Buenos Aires : la Foire du livre s'ouvre sous les huées du public face au gouvernement Milei
La cinquantième édition de la Foire internationale du livre de Buenos Aires s'est ouverte sur une scène de tension politique inédite, lorsque Leonardo Cifelli, secrétaire à la Culture du gouvernement de Javier Milei, a été accueilli par des huées et des sifflets. Dès les premières phrases de son discours, le public, composé d'éditeurs, d'écrivains et de visiteurs, a manifesté son rejet, et l'hostilité a culminé lorsque Cifelli a prononcé le nom du président et celui de sa sœur Karina, secrétaire générale de la présidence. Ce climat de confrontation, rapporté par la presse argentine, a transformé ce qui devait être une célébration en un révélateur de la fracture qui traverse le champ culturel argentin depuis l'arrivée au pouvoir de l'ultralibéral Milei.

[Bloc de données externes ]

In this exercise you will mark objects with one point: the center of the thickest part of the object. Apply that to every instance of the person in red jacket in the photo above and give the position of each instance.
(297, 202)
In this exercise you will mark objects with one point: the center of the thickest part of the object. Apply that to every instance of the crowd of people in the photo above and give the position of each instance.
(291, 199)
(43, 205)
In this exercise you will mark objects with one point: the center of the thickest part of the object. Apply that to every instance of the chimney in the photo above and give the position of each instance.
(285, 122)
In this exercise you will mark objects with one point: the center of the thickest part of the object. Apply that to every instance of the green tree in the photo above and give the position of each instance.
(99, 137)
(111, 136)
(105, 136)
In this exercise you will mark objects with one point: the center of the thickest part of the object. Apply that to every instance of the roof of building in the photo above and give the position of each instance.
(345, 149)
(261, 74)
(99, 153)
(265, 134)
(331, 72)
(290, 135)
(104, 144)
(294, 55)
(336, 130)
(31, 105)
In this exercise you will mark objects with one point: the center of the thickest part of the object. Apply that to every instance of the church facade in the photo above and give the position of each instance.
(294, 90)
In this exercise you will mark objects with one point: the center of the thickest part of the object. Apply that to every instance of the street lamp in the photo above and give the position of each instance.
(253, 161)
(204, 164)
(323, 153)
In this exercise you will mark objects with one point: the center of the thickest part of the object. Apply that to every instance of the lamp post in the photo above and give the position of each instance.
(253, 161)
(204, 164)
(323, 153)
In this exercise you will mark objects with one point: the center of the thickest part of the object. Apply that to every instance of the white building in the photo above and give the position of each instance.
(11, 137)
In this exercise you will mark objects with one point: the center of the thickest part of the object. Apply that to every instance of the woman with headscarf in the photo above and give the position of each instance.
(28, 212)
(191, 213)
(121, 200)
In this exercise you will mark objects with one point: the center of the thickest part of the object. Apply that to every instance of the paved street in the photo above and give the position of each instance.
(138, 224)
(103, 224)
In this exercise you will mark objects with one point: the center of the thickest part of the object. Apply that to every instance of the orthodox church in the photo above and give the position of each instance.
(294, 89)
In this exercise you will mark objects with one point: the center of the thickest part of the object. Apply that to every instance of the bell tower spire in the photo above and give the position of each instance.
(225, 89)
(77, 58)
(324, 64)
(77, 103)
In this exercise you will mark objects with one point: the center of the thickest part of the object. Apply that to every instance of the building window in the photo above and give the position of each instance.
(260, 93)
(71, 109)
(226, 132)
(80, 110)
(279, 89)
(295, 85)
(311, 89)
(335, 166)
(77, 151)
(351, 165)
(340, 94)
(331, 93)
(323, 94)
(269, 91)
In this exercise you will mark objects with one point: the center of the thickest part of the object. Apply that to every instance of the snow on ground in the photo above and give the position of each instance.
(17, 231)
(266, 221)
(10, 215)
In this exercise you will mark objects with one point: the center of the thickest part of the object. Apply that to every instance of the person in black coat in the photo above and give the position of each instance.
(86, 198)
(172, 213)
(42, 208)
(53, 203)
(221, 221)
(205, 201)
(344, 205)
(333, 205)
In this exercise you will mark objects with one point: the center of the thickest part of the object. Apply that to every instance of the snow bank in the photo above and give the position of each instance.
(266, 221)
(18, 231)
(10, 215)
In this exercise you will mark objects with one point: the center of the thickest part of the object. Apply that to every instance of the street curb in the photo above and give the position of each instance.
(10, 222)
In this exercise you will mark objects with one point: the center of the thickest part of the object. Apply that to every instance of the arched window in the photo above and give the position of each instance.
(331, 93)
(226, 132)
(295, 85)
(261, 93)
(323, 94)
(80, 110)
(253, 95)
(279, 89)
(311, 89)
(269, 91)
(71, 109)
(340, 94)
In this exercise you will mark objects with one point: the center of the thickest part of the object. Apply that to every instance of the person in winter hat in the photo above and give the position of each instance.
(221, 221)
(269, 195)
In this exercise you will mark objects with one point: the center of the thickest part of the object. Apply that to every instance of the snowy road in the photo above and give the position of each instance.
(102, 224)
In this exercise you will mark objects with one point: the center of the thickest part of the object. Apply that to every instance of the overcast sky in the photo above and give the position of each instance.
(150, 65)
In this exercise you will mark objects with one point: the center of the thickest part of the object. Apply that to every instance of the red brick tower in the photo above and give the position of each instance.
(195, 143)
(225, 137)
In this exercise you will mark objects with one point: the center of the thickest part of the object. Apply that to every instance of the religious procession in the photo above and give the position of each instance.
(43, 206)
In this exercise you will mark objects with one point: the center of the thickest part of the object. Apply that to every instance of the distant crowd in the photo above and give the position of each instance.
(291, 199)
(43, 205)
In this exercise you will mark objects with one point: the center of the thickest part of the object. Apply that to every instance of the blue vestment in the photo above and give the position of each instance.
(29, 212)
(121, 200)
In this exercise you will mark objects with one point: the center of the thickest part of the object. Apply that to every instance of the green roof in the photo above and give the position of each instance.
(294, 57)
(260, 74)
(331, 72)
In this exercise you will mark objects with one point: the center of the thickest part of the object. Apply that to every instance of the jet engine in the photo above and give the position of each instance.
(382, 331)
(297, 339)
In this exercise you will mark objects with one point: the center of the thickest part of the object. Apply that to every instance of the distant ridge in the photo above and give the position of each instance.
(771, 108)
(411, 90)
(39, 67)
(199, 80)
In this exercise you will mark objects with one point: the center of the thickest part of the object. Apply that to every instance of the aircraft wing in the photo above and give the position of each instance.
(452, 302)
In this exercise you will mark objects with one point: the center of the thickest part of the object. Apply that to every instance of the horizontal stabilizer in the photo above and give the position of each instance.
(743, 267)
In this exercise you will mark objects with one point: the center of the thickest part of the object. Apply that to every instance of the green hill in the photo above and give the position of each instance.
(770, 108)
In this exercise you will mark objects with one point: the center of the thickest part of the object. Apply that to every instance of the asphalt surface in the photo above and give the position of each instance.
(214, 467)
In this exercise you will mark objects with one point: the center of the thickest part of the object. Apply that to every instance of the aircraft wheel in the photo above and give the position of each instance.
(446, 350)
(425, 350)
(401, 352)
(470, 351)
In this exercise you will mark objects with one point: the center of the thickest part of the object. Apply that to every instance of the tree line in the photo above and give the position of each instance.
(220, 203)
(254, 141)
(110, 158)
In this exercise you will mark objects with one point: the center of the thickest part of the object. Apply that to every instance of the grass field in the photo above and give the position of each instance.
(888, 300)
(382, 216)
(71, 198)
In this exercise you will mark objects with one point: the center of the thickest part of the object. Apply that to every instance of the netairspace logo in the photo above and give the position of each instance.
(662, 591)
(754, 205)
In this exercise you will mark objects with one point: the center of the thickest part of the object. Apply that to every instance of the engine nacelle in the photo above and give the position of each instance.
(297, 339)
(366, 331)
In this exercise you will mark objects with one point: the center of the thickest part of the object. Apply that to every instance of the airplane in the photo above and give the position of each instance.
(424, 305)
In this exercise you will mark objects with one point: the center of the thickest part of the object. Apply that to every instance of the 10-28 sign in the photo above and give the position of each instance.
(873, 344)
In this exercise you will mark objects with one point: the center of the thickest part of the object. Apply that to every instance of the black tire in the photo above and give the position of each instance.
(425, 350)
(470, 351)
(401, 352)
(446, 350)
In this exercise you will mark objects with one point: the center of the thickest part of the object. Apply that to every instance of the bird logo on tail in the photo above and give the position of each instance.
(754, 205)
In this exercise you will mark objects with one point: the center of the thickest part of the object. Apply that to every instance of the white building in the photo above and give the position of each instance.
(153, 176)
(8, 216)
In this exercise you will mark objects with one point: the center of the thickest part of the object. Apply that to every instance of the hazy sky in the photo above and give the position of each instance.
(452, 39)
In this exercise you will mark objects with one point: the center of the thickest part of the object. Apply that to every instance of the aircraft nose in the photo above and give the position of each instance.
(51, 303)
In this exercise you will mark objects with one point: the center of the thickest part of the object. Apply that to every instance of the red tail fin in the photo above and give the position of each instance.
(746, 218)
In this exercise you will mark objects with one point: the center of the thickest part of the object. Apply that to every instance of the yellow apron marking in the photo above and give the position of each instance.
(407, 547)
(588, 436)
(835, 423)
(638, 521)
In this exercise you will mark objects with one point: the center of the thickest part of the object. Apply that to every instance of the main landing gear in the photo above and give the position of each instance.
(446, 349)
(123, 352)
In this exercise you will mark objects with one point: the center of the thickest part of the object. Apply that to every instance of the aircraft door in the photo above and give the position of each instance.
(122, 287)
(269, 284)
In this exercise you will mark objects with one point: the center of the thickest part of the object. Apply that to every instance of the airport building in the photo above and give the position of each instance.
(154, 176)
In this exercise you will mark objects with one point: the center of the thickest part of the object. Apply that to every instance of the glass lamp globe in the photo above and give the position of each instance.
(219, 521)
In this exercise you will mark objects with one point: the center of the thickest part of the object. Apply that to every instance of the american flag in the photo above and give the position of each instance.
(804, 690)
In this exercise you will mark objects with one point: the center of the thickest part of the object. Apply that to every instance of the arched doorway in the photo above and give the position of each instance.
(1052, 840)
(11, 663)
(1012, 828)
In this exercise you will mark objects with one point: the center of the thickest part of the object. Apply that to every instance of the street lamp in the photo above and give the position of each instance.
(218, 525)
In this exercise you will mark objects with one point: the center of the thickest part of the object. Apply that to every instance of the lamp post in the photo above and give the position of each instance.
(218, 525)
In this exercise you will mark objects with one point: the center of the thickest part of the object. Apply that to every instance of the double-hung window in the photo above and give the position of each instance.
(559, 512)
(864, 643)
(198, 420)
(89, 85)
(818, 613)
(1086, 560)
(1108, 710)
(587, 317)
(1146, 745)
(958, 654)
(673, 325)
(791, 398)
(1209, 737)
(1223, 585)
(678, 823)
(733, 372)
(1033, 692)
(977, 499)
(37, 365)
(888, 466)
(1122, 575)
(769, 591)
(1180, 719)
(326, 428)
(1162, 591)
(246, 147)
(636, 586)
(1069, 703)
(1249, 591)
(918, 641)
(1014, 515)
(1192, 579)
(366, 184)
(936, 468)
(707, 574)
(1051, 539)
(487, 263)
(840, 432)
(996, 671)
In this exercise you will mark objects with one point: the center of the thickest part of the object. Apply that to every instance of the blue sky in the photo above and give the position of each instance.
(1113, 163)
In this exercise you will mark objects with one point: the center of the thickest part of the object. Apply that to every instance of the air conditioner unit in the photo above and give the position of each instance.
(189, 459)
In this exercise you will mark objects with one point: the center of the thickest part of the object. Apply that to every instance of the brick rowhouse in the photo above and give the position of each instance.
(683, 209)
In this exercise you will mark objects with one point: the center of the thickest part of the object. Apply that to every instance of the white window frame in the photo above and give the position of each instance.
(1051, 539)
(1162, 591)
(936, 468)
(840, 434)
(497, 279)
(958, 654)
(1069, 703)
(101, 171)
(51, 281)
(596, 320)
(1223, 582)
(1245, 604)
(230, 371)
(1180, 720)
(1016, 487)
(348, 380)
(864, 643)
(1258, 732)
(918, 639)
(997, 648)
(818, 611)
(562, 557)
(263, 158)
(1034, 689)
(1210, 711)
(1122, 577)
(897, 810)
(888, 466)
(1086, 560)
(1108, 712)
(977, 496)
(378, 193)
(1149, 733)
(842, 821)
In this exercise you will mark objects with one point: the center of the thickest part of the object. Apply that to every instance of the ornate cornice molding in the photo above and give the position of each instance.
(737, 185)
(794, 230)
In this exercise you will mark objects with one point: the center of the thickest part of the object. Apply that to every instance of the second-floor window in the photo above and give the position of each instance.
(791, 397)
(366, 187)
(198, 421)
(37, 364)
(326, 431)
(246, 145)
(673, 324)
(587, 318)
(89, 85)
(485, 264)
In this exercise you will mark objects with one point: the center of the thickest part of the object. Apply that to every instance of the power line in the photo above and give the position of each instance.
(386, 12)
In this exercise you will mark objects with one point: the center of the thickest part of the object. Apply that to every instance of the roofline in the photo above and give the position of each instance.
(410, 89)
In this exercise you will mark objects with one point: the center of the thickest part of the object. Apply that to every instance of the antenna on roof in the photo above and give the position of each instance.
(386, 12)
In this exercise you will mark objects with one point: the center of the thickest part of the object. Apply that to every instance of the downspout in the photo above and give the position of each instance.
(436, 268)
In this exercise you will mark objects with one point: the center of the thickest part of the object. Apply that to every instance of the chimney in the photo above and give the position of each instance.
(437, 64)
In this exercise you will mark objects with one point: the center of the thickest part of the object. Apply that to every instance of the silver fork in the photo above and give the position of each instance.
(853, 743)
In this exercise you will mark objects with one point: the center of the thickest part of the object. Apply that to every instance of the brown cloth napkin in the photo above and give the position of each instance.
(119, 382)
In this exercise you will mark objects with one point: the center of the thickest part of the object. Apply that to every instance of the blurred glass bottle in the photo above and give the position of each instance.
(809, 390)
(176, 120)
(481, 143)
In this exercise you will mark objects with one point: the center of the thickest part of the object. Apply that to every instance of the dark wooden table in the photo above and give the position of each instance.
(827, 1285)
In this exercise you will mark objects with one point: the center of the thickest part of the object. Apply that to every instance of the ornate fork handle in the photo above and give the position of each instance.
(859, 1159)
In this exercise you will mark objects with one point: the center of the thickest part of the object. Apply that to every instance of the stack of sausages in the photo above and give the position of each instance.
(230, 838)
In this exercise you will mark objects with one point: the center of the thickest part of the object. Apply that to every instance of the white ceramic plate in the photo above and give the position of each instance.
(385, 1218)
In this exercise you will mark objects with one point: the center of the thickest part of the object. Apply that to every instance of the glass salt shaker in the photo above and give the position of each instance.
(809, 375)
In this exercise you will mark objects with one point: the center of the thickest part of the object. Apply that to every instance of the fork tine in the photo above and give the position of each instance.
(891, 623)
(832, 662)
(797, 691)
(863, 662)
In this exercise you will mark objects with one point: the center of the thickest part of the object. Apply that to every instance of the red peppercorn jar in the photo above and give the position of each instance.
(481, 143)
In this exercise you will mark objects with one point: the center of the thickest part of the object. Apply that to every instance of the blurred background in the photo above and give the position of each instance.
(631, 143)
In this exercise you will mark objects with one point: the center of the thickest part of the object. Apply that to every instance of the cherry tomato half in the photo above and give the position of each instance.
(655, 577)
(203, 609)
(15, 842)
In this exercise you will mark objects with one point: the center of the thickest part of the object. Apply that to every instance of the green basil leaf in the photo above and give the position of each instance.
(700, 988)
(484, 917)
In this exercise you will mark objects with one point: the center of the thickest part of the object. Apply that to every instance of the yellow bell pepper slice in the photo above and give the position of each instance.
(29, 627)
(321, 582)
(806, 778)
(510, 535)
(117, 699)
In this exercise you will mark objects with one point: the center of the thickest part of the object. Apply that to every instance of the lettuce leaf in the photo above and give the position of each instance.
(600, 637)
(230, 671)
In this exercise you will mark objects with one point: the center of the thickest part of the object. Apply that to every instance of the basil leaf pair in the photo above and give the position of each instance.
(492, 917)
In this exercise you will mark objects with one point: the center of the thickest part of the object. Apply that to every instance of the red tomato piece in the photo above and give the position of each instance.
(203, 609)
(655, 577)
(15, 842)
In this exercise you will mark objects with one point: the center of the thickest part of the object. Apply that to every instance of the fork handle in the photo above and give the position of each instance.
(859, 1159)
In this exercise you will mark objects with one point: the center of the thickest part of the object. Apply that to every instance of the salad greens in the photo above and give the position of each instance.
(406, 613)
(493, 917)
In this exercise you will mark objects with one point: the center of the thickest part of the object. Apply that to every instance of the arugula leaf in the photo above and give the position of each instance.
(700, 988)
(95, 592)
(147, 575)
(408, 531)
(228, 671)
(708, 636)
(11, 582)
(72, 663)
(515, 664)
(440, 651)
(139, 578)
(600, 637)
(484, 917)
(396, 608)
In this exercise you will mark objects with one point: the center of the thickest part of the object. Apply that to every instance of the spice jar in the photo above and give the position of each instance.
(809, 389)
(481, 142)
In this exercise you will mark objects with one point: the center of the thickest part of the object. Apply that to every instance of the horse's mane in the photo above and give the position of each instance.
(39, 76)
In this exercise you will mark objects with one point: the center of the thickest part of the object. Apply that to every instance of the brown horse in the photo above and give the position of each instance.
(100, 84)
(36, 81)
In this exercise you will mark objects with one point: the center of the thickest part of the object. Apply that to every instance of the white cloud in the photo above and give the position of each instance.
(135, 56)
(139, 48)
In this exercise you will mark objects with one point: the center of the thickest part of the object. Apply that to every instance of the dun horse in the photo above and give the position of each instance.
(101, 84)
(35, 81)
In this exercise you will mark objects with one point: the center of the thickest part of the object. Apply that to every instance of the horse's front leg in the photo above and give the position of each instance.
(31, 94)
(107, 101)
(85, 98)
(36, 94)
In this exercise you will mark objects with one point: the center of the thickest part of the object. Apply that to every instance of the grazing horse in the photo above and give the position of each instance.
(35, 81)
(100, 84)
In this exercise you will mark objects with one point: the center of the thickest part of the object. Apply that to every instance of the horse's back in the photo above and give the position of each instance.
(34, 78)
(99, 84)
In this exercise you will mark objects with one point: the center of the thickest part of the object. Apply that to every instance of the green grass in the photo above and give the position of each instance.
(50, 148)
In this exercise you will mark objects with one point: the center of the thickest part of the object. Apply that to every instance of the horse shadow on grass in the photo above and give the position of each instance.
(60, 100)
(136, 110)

Cette polarisation s'est immédiatement inscrite dans un contrepoint intellectuel. Juste après le discours officiel, trois écrivaines de premier plan – Gabriela Cabezón Cámara, Selva Almada et Leila Guerriero – ont animé une conversation publique qui a délibérément déplacé le débat vers les enjeux de la lecture comme droit fondamental et la critique des catégories réductrices comme la « littérature féminine ». Leur intervention, entre littérature et positionnement politique, a offert un espace de résistance symbolique face à une politique culturelle que le secteur éditorial perçoit comme un désengagement de l'État, d'autant que les ventes de livres connaissent une chute brutale dans un contexte de récession et de suppression de subventions.
Du côté des autorités locales, le maire de Buenos Aires, Jorge Macri, a tenté de tempérer les tensions en évoquant la continuité d'une tradition littéraire, tandis que le court concert de Fito Páez a apporté une note de légèreté. Mais la crise du livre argentin n'est pas un simple incident de parcours. Elle s'inscrit dans une dynamique plus large : dans plusieurs pays francophones, du Canada à la Belgique, les milieux culturels observent avec inquiétude la montée de discours qui remettent en cause le financement public de la culture et la liberté de création. La Foire de Buenos Aires devient ainsi, pour le monde hispanophone et au-delà, un baromètre des tensions entre populisme libéral et institutions culturelles.
À mesure que la Foire se déroulera sur plusieurs jours, le débat promet de s'intensifier. Les libraires, les éditeurs et les auteurs argentins, soutenus par une partie de l'opinion, entendent faire de cette manifestation un lieu de contestation et de réflexion collective. La question centrale demeure : jusqu'où le gouvernement Milei est-il prêt à aller dans son bras de fer avec un secteur qui, traditionnellement, sert de caisse de résonance à la critique sociale ? La réponse se jouera peut-être moins dans les allées de La Rural que dans les urnes et les mesures budgétaires à venir.